Have a look in TFM under find -atime, what it says for directories
accessed by find.

klaus
-- 
George Orwell was an Optimist

gwc@root.co.uk (Geoff Clare) (11/27/90)

In <141@raysnec.UUCP> shwake@raysnec.UUCP (Ray Shwake) writes:

>bill@twg.bc.ca (Bill Irwin) writes:

>>1) vi the file and quit without saving (access time updated)
>>2) TAR archive some files to tape (updated)

>	In both cases, your program opened the file for reading, thus
>	the access time was updated.

Minor nit-pick: opening the file is not itself sufficient to update the
access time.  You do actually have to read some data from the file.
E.g.
	ls < file

will not update the access time of "file" because "ls" does not read
anything.
-- 
Geoff Clare <gwc@root.co.uk>  (Dumb American mailers: ...!uunet!root.co.uk!gwc)
UniSoft Limited, Hayne Street, London EC1A 9HH, England.   Tel: +44-71-315-6600

jon@jonlab.UUCP (Jon H. LaBadie) (12/04/90)

In article <331@twg.bc.ca> bill@twg.bc.ca (Bill Irwin) writes:
>I would like to know ALL the possible activities that could result in a file's
>access  time (ls -lu) being updated.

The way to look at this is that any activity that requires looking at
the data in the file (not the inode contents) will update the access
time.  Copies will, moves on the same file system shouldn't.  File type
checks probably will.  Grep's definitely will.

Note also that write's to a file require a read first.  You may want to
write one character.  But disks transfer data in blocks.  Thus, to
write your one character, the block it will be written in must be read
into memory.  You will "write" your one character into that memory
buffer and the entire block will be written to disk.

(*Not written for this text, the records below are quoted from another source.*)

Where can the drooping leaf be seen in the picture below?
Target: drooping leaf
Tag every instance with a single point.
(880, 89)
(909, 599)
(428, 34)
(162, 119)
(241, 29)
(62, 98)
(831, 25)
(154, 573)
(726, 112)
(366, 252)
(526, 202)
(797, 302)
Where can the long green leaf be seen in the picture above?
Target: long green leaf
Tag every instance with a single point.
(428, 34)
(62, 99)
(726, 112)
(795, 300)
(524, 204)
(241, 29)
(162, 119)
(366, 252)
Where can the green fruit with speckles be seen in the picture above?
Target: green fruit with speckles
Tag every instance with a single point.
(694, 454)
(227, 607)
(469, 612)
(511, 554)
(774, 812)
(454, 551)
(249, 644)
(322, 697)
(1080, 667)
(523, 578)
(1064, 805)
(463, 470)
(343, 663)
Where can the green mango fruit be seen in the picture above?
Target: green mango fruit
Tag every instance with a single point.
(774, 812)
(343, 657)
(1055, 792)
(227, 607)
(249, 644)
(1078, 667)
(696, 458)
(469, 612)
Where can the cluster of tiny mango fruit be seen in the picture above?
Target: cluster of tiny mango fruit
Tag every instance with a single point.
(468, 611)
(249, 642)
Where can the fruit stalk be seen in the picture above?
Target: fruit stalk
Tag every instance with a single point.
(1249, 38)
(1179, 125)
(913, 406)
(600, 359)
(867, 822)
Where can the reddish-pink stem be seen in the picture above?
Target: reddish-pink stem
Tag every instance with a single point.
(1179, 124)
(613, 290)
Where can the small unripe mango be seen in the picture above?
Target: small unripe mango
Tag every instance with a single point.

Thus writes also update access times.

Jon

-- 
Jon LaBadie
{att, princeton, bcr, attmail!auxnj}!jonlab!jon

tchrist@convex.COM (Tom Christiansen) (12/05/90)

In article <893@jonlab.UUCP> jon@jonlab.UUCP (Jon H. LaBadie) writes:
:Note also that write's to a file require a read first.  You may want to
:write one character.  But disks transfer data in blocks.  Thus, to
:write your one character, the block it will be written in must be read
:into memory.  You will "write" your one character into that memory
:buffer and the entire block will be written to disk.

:Thus writes also update access times.

Well, that depends.  On a Sun, it does; on a Vax (running 4.3) or a Convex
(running basically 4.3 on the insides), it does not.  So I wouldn't say
that write ALWAYS udpates access times.  It depends on your system.

--tom
--
Tom Christiansen		tchrist@convex.com	convex!tchrist
"With a kernel dive, all things are possible, but it sure makes it hard
 to look at yourself in the mirror the next morning."  -me

boyd@necisa.ho.necisa.oz (Boyd Roberts) (12/10/90)

In article <893@jonlab.UUCP> jon@jonlab.UUCP (Jon H. LaBadie) writes:
>In article <331@twg.bc.ca> bill@twg.bc.ca (Bill Irwin) writes:
>>I would like to know ALL the possible activities that could result in a file's
>>access  time (ls -lu) being updated.
>

Reading the data in the file update its access time.

>Note also that write's to a file require a read first.  You may want to
>write one character.  But disks transfer data in blocks.  Thus, to
>write your one character, the block it will be written in must be read
>into memory.  You will "write" your one character into that memory
>buffer and the entire block will be written to disk.
>
>Thus writes also update access times.
>

No, that read is not always neccessary.  If the write spans the block no read
is neccessary.  Should a read be necessary, the read happens invisibly in that
the access time is not changed.  That read is not a true access of the file.
It's a side affect of the file-system implementation.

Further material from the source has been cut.